Тут Свит театрально подмигнул:
– Ну все, труба зовет. Пора к роялю. Посидишь еще?
– Я попозже подойду.
Глава 14
Аптека мисс Праудфут располагалась на северо-западном углу перекрестка Ленокс-авеню и Сто двадцать третьей улицы. В витрине голубым неоном светились буквы размером с ладонь. Я проехал еще полквартала, припарковал машину и, вернувшись, стал осматриваться. В мутном голубом свете на круглых картонных подставках справа и слева пылились выцветшие коробочки с гомеопатическими снадобьями. К заднику был скрепками прилажен рекламный плакат.

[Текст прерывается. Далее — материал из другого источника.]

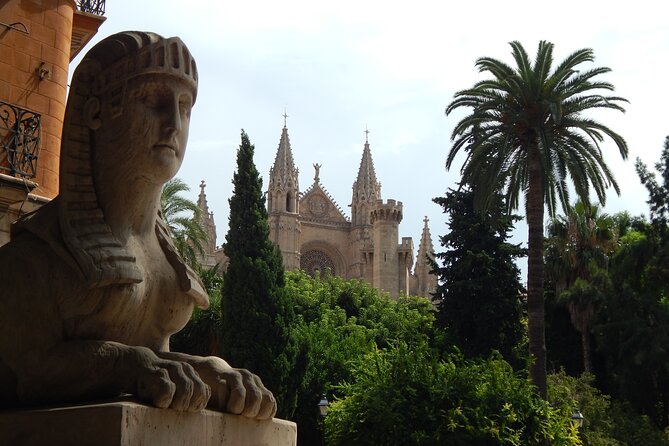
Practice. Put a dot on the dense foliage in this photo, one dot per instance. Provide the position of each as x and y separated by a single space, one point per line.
256 315
182 217
407 396
527 135
479 291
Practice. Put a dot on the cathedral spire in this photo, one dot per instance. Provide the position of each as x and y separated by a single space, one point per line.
283 187
207 221
202 199
366 189
427 282
425 248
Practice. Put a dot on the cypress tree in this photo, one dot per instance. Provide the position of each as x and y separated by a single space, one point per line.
255 314
479 291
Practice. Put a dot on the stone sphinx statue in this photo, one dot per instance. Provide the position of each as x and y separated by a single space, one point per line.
92 287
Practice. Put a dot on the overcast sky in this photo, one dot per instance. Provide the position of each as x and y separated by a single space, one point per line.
392 67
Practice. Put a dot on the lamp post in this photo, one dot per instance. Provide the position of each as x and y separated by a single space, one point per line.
577 418
323 408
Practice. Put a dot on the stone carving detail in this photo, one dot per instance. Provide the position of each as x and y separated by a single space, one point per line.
318 206
106 286
316 260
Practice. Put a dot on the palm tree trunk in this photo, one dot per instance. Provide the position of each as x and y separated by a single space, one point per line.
535 271
587 356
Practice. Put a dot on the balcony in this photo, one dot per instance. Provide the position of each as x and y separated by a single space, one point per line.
96 7
87 19
20 131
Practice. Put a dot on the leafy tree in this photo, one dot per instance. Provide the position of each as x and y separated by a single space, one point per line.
607 422
577 255
407 396
479 292
182 217
527 135
256 315
340 321
201 336
658 193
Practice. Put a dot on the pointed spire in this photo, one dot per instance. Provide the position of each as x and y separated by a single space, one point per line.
284 166
427 282
207 220
366 187
283 187
366 190
425 248
202 199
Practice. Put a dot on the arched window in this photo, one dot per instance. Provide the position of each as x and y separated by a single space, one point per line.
316 260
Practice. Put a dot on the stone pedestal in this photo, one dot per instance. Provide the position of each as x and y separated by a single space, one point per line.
128 423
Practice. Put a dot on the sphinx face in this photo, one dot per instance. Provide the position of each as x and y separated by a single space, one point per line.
147 140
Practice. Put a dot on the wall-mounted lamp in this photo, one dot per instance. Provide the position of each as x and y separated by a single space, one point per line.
43 72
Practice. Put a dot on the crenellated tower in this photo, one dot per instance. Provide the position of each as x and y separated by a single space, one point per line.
426 283
283 203
385 218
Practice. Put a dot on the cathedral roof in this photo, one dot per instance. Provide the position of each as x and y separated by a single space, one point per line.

Человек, лишенный плоти и мышц, выставлял напоказ кровяную путаницу нутра. От каждой полочки к соответствующему органу тянулась провисшая атласная ленточка. Сердцу в этом раскладе достался «целебный экстракт белладонны Е. Праудфут».
Поверх задника можно было немного заглянуть внутрь. Магазин освещали флуоресцентные лампы, подвешенные к потолку, обитому луженым листовым железом. Вдоль дальней стены стояли старомодные деревянные стеллажи со стеклянными дверцами. В аптеке не было заметно движения, только качался маятник часов.